The debris of glass and electronics was a marked contrast amidst the natural landscape of the stone and grass where the ruined phone lay.
I had dropped and shattered my high-tech fancy smartphone while trying to escape the house and be outside on week 3 of COVID-related quarantine.
That phone was my lifeline at this point. It connected me to work, friends, information, distraction, and even mindfulness. You see, I, like so many others, had a myriad of meditation and mindfulness apps on the phone to help me find peace amid all the chaos. I had been using Headspace for about 2.5 years at this point, that was my nightly go-to meditation practice. I had expanded to purchased meditations and mindfulness podcasts in the other hours, but it was all on my phone. I believed that meditating without prompts just didn’t “work” for me. Well, with a simple slip, I was about to test that belief.
Feeling the Phantom Phone Limb
First, I had to acknowledge the emotions brought up by losing my phone. We had other phones in the house. I wasn’t out of touch. But it was such a part of my day, from text messages to social media to setting time sprints for work, it felt like losing a vital organ.
I thought I would be okay. Running to the store to get a new one wasn’t an option. Not today, not in the middle of this social distancing. “I can just get another.” In the best of time, what a privilege that thought was!
As the day went on, I managed. I leaned into the discomfort. I thought of how well I was coping. Until night fell. How would I meditate? I did the best I could and fell asleep, but woke up in the wee hours of the morning to a text message noise. In a silent room, where the only phone was the smashed one I had kept close. I knew it wasn’t rational. And I knew it was part of a larger problem.
That phone had replaced some very in-person things for me. Like a missing phantom limb, I couldn’t imagine it not being there. While I could justify that behavior in the time of quarantine, I knew this had been going on for a long time. My mind was racing, reeling against itself. I could feel anxiety pressing in on all sides from the stillness of my room. My heart raced. I forced myself to swallow back the fear and bite back the harsh criticism of my inner voice. I stopped. And I started to breathe.

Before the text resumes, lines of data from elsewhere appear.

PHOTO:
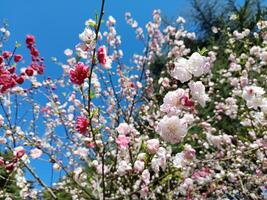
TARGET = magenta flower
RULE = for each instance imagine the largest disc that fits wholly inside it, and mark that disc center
(82, 124)
(102, 55)
(79, 74)
(123, 141)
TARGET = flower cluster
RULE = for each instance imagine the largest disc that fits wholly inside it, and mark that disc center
(176, 123)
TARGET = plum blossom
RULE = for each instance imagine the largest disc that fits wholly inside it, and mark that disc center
(197, 90)
(181, 70)
(104, 60)
(88, 37)
(82, 124)
(172, 129)
(152, 145)
(35, 153)
(254, 97)
(146, 176)
(139, 166)
(175, 101)
(123, 141)
(198, 64)
(123, 167)
(79, 74)
(185, 69)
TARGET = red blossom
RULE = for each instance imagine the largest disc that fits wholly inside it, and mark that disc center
(17, 58)
(20, 79)
(30, 39)
(82, 124)
(78, 74)
(102, 55)
(29, 71)
(6, 54)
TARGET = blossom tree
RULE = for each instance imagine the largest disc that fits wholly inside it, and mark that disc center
(196, 131)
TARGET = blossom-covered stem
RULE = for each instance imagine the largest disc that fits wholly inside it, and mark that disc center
(93, 57)
(103, 173)
(115, 94)
(140, 79)
(40, 180)
(9, 122)
(83, 96)
(12, 55)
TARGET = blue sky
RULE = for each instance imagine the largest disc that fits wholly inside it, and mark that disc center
(57, 23)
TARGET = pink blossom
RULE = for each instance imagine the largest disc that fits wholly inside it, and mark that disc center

How Breath Brought Me Back
I couldn’t focus using the counting breath method, I was still in fight or flight response. So I started to box breathe. I modified it to an in count of 5, hold for 5, out for 7, hold for 5, and repeat. There are various methods with different counts, but I’ve found this one works for me. And it worked at this moment.
I could feel my central nervous system starting to slow down. Then, I was able to “hear” Andy (my favorite Headspace voice) in my mind: Scan your body, Follow your breath. And I did. I couldn’t tell you for how long, my phone is also my clock, but I was meditating on my own.
When I woke up the next morning, late (the alarms are on the phone), I was already in a heightened state. But I recognized it as such as I reached for that electronic appendage instinctively. I was able to pause with that realization and focus on breathing. Not a full meditation, but just a few deep breaths.
I am writing this still without a phone, but grateful for the opportunity to experience this lesson at this moment in history. A lifelong sufferer of anxiety, my phone had been crucial in giving me mediation skills and put a consistent practice in place I couldn’t get on my own. I really do recommend all of the apps and programs available if you are struggling now, or at any time. (Calm is a great alternative to the Headspace app mentioned here, my small data set is split pretty 50–50 between the two.)
If you find yourself at a plateau in your mindfulness practice, or if life hands you a broken phone, maybe the lesson is to embrace it. It was for me. I hope to continue to expand that practice, even after the new phone comes in.